December 19, 2002

silhouette3.JPG From the desk of Mindles H. Dreck:

Misanthropic Snobbery

I abhor comments like this:

"Obviously the public finds amusement in emotional exploitation of people," said Peter Soderling, a technical architect, who prefers The Osbournes brand of reality TV. "It's sad and shows that our society doesn't have a lot of value or depth in their own lives."

To turn that comment around - I always suspect that a broad condemnation of society's choice of entertainment accompanies deep unhappiness with one's own life. Such snobbery is usually a vain effort to make the mirror to one's own soul reflect something more satisfying.

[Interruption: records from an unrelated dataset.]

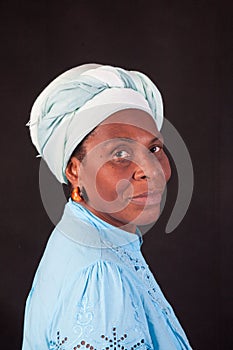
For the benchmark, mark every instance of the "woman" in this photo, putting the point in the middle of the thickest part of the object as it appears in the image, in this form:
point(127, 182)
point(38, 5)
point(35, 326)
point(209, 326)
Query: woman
point(97, 127)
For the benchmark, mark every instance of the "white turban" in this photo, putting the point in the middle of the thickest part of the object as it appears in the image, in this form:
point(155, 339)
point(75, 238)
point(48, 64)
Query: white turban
point(78, 100)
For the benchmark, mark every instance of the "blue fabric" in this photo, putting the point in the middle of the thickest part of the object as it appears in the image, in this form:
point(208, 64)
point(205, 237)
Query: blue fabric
point(93, 289)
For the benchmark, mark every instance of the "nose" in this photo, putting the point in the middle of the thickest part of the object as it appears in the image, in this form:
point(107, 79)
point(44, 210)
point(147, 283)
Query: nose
point(148, 167)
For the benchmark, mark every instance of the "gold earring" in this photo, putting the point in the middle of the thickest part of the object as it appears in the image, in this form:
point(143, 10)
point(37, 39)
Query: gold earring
point(75, 195)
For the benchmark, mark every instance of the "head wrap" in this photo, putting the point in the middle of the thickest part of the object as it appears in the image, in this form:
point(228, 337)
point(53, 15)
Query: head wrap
point(78, 100)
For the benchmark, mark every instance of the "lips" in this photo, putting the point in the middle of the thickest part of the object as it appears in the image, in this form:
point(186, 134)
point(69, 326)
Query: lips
point(147, 198)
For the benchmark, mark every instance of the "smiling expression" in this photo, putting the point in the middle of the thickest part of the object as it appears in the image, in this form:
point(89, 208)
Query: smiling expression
point(125, 170)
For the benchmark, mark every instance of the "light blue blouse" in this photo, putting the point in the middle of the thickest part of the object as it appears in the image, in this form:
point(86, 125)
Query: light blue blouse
point(94, 290)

Another interpretation is that the individual quoted thinks the masses need someone to show them how to use their freedom. Who likes that kind of patronizing offal? This form of cultural reactionaryism (yep, that's in the dictionary), available on both the Left (Quindlen) and the Right (Sunstein, perhaps?), is cheap, pernicious and revolting.

Article via Rachel Lucas.

Huh. How about that? My Sunstein rant was exactly one year ago today.

Posted by Mindles H. Dreck at December 19, 2002 10:10 AM | TrackBack | Technorati inbound links"); ?>
Comments

Sunstein doesn't exactly qualify as right, unless Trotskyism is centrist.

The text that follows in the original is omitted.